= Richard J. Schmidt =

American former physician

Richard J. Schmidt (1948/1949 – February 12, 2023) was an American former physician who was convicted by a Louisiana court in 1998 of attempted second degree murder for injecting his mistress, Janice Trahan, with human immunodeficiency virus (HIV). The case marked the first time in forensic history that viral RNA was used to prove a link between two people with HIV or acquired immune deficiency syndrome (AIDS) in a criminal trial.

In 1994, Schmidt used a sample of blood taken from one of his HIV-positive patients to inject into his lover and former colleague, Janice Trahan, infecting her with HIV. Six months later, Trahan, a nurse, was diagnosed with HIV. Convinced that Schmidt had infected her after a suspiciously fleeting late-night visit to give her a "vitamin B" injection, Trahan had her ex-husband and former sexual partners tested. All were shown to be negative for HIV—results which led Lafayette, Louisiana police to further investigate her claims.

HIV is a fairly fragile RNA virus, and lasts for only a few hours outside the human body. Detectives examining hospital records found that Schmidt had taken blood from one patient that night, but had never sent the blood to the lab. The absence of laboratory testing identification references against this patient's name led to police visiting the man who readily disclosed that he had AIDS and that he had been called in for a blood test by Schmidt on the evening in question. The forensic challenge at that point was to match the RNA from the virus itself from the patient to the victim, a process known as strain analysis that had never been attempted before. HIV RNA was collected from the victim, from the putative patient source, and from thirty-two other unrelated, HIV-positive individuals living in the same metropolitan area. Scientists concluded that of all the samples they tested, the two viruses' RNA from the victim and the patient matched almost exactly, even with HIV's potential to mutate very rapidly.

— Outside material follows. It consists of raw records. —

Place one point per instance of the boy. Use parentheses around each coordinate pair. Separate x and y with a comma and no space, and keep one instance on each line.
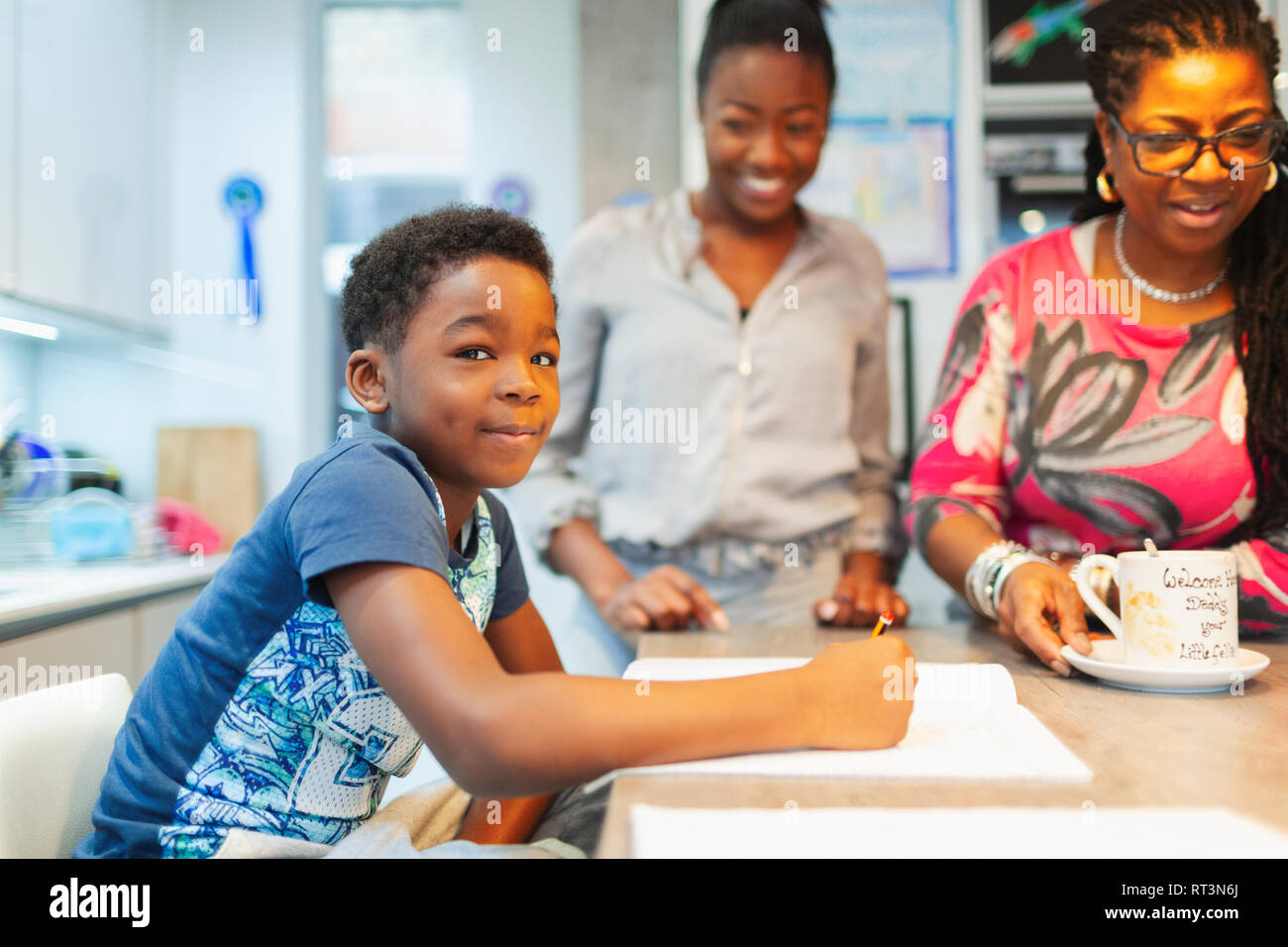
(346,626)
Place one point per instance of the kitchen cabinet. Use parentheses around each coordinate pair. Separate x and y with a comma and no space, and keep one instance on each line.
(84,162)
(125,641)
(8,226)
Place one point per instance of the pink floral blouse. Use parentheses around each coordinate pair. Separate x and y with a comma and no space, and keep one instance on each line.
(1069,428)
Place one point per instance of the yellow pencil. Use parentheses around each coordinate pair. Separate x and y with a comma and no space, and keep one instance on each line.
(887,617)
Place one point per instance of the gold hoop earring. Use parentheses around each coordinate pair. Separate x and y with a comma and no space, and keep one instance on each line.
(1106,189)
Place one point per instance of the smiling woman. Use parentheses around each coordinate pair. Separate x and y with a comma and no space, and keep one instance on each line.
(760,329)
(1076,429)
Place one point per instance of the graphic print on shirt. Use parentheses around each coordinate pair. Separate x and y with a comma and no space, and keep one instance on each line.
(309,740)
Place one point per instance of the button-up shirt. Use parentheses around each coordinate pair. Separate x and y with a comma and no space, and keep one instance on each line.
(683,424)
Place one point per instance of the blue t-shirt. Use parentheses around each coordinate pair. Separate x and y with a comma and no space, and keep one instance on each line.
(259,714)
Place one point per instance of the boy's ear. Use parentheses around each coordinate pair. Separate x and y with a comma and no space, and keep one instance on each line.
(366,379)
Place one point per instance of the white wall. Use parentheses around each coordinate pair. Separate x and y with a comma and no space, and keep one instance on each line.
(527,115)
(236,107)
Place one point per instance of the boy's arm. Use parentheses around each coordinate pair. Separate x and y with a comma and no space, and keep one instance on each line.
(522,644)
(515,735)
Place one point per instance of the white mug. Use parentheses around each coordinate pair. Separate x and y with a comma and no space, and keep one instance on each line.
(1180,608)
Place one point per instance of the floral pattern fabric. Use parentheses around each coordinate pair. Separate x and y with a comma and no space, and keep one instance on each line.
(1070,428)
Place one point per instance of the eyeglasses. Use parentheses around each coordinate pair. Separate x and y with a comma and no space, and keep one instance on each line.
(1172,154)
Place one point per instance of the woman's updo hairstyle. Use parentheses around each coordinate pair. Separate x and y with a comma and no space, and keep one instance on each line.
(765,22)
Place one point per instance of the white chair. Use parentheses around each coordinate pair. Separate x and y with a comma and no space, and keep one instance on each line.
(54,746)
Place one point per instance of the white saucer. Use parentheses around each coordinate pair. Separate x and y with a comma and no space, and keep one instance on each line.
(1106,661)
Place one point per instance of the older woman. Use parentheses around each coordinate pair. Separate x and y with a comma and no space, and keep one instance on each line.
(1067,420)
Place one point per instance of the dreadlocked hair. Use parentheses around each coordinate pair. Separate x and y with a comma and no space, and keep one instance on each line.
(733,24)
(1132,35)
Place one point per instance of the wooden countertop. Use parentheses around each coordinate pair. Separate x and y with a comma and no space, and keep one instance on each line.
(1145,749)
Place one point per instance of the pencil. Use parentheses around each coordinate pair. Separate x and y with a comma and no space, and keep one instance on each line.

It was further disclosed at trial that the victim had also acquired hepatitis C around the same time. Evidence from Schmidt's patient records showed that a blood sample was taken from a patient with hepatitis C the day before the HIV-infected sample was taken. The hepatitis C sample was similarly not matched with any laboratory references – these two were the only such omissions found in Schmidt's patient records. In 1998, Schmidt was sentenced to 50 years in prison for attempted second degree murder. In 2015, after 17 years served of his 50-year sentence, Schmidt was unanimously denied parole by the three-member State Board at a June hearing in Baton Rouge.

On March, 3, 2023, the Louisiana Department of Public Safety & Corrections confirmed that Schmidt had died at a Baton Rouge hospital in Department of Corrections custody on February 12. Schmidt was 74.

== In media ==
- This case was shown on the television series Forensic Files in the ninth episode of its eighth season, entitled "Shot of Vengeance".